Only 16% of the respondents state that the energy transition is a recurring item on the boardroom agenda. In only 4% of the organisations concerned does it have a real strategic impact, which is a remarkable finding given the increasing global focus on this theme. The results of the Strategy Trends Survey in the Netherlands show that the Dutch business community is more concerned about the energy transition (26%), possibly as a consequence of the problems in the north of the country caused by gas exploration.
Another finding is that, compared to Belgium, many more companies in the Netherlands use sustainability in their competitive positioning (31% vs. 16%). In Belgium companies tend to position themselves more on quality than in the Netherlands (58% vs. 46%). “The fact that Belgian customers generally look for certainty plays a role here,” believes Tom Vansteenkiste, managing director of the NKVK. Marlon Drent, strategy consultant at Berenschot adds: “When it comes to sustainability, Belgian CEOs do say that they are working on some measures but that Belgian consumers are not yet prepared to pay more for sustainable products or services.”

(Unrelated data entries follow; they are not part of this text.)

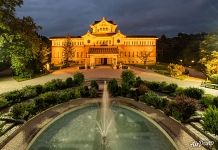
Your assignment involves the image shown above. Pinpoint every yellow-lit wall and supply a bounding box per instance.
[50,18,157,65]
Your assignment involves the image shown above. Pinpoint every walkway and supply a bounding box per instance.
[0,98,204,150]
[0,66,218,95]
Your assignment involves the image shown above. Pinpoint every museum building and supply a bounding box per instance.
[50,18,158,66]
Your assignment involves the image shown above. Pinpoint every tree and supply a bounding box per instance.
[0,0,50,77]
[121,70,136,86]
[63,34,75,65]
[139,51,152,65]
[200,32,218,76]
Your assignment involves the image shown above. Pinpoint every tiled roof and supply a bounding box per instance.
[126,35,157,38]
[49,36,81,39]
[92,20,116,25]
[88,47,118,54]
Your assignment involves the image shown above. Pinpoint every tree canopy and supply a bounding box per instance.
[0,0,50,77]
[200,32,218,76]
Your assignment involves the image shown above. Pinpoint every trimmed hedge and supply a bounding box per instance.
[139,92,168,109]
[200,94,215,108]
[73,72,85,85]
[183,87,204,100]
[108,79,120,96]
[145,81,178,93]
[203,106,218,135]
[90,80,99,90]
[11,102,35,120]
[210,74,218,84]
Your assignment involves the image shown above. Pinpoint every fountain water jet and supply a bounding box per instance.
[97,81,114,147]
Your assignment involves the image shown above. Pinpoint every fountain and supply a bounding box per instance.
[27,82,176,150]
[97,81,115,149]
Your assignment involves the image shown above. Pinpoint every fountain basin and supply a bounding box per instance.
[28,105,177,150]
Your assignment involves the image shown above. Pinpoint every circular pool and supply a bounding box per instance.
[28,105,176,150]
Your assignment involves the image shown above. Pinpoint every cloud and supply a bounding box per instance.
[17,0,218,36]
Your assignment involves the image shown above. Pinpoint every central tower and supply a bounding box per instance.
[90,17,117,34]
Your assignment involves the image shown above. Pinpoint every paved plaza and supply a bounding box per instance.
[0,66,218,95]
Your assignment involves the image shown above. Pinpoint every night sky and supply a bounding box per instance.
[17,0,218,37]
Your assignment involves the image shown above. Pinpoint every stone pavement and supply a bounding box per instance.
[0,98,205,150]
[0,66,218,95]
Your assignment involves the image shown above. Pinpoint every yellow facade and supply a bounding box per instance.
[50,18,157,66]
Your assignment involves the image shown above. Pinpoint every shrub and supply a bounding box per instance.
[210,74,218,84]
[108,79,120,96]
[139,92,167,108]
[11,103,35,120]
[4,90,23,104]
[43,79,66,92]
[121,83,131,97]
[172,96,196,122]
[80,86,90,97]
[65,77,74,87]
[20,86,38,100]
[146,81,160,91]
[167,64,185,77]
[183,87,204,100]
[156,81,168,92]
[89,88,98,98]
[134,77,145,87]
[203,106,218,135]
[34,92,58,110]
[163,101,177,116]
[58,90,72,103]
[32,85,43,94]
[213,96,218,108]
[137,84,149,95]
[0,97,8,108]
[91,80,99,90]
[175,87,184,96]
[73,72,85,85]
[121,70,135,86]
[162,83,178,93]
[200,94,214,107]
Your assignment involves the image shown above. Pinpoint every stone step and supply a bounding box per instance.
[190,121,218,141]
[184,124,215,150]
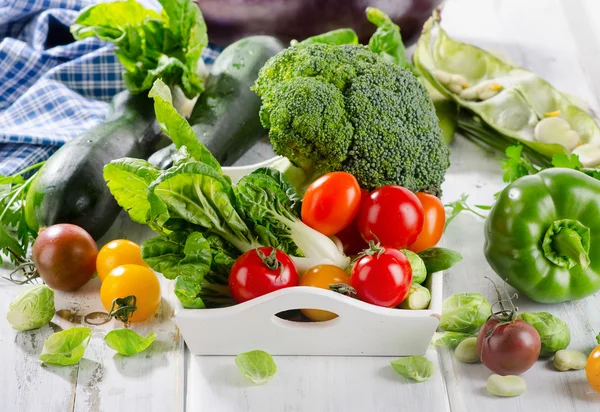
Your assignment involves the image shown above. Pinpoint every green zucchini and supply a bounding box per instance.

So what keeps Belgian CEOs awake at night? The themes of growth and digitalisation are mentioned repeatedly by 71% of the businesses surveyed. Companies seem to want to benefit from the favourable economic climate of the past few years. They see opportunities for growth, despite current international trends such as trade wars and political instability. Digitalisation can help businesses to accelerate this growth and new business models are inevitable. “The impact of digitalisation on business strategy was highlighted only recently by the restructuring at KBC which saw the need to reduce the number of bank branches,” says Pieter Strackx, senior strategy consultant at Berenschot. “And one factor behind the recent bankruptcy of Thomas Cook is certainly their slowness in responding to digitalisation in the sector.”
The emphasis on digitalisation is also driving the major impact that the ‘labour market’ theme has on business strategies. Forty-three percent of survey respondents state that labour market issues are a key factor influencing strategy. “Continuous developments in digitalisation and innovation will change the way that administrative and manual tasks are organised in future. Demand is much higher than supply when it comes to graduate- and highly trained technical staff, and ‘21st-century skills’ are becoming increasingly important. This war for talent is being waged right up to boardroom level,” Pieter Strackx concludes.